I See You Everywhere by Julia Glass

I See You Everywhere by Julia Glass

Author:Julia Glass [Glass, Julia]
Language: eng
Format: epub, mobi
Publisher: Knopf Doubleday Publishing Group
Published: 0100-12-31T22:00:00+00:00


The drama king is the first to reach my bed. “Honeybee, they confiscated your flowers!” He saves me the difficulty of a reply when he kisses me, long and tender, on my mouth. I gasp, not just at the shock of being kissed like that by a stranger but because I’ve grown so used to Jerry’s beard, its prickle and rasp against my mouth. I feel like I’ve just been kissed by a Victoria’s Secret model.

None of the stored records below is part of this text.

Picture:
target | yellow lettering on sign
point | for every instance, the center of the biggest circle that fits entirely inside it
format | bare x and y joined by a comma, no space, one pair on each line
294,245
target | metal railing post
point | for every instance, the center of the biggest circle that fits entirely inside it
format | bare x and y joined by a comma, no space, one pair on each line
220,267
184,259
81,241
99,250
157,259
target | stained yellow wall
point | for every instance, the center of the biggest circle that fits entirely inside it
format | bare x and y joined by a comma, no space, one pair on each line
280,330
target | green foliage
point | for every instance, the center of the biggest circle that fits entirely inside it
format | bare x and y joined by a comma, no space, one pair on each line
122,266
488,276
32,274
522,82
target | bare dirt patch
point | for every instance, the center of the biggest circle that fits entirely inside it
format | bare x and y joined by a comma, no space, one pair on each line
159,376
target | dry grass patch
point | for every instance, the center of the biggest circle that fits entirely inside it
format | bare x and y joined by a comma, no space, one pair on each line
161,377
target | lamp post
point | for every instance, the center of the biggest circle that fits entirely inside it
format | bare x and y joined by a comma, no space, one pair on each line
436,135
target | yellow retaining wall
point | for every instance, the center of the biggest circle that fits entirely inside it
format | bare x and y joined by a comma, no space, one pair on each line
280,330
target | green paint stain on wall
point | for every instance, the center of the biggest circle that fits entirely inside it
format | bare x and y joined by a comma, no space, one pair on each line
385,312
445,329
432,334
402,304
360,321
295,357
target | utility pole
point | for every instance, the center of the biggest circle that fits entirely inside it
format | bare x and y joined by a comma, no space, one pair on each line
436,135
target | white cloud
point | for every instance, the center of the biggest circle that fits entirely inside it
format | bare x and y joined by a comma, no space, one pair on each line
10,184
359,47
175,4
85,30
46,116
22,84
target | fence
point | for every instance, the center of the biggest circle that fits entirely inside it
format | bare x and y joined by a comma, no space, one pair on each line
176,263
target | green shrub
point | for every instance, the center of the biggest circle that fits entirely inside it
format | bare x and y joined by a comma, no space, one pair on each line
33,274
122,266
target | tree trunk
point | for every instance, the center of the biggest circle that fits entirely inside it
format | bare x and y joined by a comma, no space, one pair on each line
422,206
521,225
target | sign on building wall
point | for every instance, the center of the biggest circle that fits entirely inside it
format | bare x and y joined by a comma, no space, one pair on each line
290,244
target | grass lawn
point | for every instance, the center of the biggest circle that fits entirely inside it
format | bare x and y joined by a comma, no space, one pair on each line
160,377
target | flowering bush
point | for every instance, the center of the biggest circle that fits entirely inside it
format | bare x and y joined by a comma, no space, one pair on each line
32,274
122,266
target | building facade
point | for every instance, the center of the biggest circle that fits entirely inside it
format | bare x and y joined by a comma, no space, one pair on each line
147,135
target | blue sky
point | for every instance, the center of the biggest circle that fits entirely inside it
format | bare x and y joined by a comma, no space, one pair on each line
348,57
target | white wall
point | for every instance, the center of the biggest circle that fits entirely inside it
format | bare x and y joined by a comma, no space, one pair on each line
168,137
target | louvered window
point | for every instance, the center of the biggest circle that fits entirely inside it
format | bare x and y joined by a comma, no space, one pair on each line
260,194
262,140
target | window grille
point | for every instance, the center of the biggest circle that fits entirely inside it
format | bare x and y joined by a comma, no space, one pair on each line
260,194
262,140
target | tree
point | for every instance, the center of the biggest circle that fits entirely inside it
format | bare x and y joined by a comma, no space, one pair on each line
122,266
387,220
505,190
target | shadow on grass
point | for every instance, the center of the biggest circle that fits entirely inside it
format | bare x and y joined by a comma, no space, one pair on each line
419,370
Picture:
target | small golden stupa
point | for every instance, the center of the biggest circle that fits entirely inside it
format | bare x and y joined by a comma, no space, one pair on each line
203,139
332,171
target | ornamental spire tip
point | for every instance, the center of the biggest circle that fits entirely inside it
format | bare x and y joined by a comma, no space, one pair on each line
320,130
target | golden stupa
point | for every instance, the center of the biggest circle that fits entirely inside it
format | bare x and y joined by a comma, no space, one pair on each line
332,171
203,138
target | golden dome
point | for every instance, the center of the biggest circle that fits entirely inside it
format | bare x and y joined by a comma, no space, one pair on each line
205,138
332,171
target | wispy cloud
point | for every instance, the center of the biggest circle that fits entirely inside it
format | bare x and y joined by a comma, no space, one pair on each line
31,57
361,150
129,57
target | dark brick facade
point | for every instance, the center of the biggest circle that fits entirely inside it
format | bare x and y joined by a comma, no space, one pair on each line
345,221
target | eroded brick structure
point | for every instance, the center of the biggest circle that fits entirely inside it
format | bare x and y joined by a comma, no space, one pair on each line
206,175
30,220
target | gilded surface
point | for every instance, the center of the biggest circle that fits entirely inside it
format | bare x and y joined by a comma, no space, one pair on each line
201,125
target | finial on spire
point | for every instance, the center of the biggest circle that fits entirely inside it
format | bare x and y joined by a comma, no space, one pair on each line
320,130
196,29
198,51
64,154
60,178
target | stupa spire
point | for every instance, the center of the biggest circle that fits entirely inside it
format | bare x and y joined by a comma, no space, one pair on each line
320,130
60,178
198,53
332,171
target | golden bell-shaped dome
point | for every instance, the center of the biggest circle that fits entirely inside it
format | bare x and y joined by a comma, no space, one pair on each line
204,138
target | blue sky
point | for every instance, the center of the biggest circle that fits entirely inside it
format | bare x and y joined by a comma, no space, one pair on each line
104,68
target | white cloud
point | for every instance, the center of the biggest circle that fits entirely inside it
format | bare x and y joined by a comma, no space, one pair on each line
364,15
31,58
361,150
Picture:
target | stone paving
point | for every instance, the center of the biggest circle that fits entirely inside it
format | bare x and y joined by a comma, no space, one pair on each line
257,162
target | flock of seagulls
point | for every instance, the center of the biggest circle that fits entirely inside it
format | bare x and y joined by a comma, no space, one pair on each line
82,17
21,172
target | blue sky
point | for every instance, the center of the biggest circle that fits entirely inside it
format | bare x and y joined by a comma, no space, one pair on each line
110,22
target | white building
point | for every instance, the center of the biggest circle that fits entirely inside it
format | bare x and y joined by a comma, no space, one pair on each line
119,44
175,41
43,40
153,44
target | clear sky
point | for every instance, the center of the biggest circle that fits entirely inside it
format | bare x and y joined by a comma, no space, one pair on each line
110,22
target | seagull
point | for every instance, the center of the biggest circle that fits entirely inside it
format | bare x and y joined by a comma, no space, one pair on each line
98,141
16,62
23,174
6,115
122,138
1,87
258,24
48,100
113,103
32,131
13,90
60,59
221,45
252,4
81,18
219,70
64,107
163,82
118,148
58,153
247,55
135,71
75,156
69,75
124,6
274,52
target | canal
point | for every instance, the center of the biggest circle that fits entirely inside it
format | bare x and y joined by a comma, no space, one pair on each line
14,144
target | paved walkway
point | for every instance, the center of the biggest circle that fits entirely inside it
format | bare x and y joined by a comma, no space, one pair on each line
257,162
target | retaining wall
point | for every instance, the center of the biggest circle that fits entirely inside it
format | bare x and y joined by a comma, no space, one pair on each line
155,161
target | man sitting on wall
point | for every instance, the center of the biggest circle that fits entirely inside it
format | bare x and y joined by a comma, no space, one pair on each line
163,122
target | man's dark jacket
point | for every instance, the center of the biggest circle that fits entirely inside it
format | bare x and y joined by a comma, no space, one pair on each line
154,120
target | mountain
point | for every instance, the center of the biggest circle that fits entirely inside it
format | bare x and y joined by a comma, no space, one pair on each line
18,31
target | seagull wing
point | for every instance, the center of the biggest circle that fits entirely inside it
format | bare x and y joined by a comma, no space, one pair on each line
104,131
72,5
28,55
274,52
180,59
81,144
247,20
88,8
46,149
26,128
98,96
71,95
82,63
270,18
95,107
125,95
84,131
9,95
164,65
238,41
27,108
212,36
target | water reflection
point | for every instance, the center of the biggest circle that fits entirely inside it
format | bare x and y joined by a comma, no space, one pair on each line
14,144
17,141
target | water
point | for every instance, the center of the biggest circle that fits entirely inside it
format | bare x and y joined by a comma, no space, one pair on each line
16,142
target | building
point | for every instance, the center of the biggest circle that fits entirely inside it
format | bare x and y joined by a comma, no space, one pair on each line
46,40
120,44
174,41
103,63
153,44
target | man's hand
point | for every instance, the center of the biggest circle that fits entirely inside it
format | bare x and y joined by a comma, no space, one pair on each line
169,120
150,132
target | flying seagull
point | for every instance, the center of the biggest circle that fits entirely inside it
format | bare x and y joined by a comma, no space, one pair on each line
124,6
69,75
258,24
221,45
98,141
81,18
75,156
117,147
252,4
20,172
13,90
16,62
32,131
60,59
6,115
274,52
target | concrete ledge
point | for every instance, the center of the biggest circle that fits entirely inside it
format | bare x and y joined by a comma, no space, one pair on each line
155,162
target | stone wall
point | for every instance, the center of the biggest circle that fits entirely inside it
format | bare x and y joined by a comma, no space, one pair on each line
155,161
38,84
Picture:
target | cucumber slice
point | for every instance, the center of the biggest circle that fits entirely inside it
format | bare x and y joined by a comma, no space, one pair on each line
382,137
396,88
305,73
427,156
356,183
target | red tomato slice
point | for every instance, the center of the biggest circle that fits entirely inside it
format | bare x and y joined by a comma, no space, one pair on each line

Behind the guy who kissed me, Louisa gloats like a yenta, and behind her, Dr. Athanassiou makes his typically fragrant entrance. Dr. A. (which is what the other doctors and nurses call him) smells like what I imagine backyards must smell like in Greece, like plants that are green but frugal and thorny, thirst-proof succulents. Ordinarily, I find perfumed men repulsive, just as, ordinarily, I find doctors tedious. To both rules, this man is an exception. Yesterday he came to see me three times. Whenever he arrives, he stands very still for a moment at the edge of my curtain, an unspoken request for permission to enter. He never barges in or bustles around. He’s no Dr. Slocum. He asks me strange and amusing questions, like “Can you name for me the capital of France?” “The vice president of your country?” “Your favorite fruit?” “Do you habitually wear pyjamas?” “How many first cousins have you, maternal and paternal respective?” My favorite so far: “What is chivalry?” He has a regal posture, a thicket of a black mustache, slightly salted, and an accent that I like to imagine comes from Athens by way of upper-crust Nairobi or somewhere equally dashing. He makes me feel like the winning guest on a game show. I don’t think I’ve flubbed an answer yet—but he’s still being cautious. Otherwise, he’d have released me to the upstairs world of flowers and phones. And there’s the gash under the bandage on the back of my head. When I asked him how much they shaved, he frowned at me and said, “Would not a touch of baldness be but a trivial price for your life?”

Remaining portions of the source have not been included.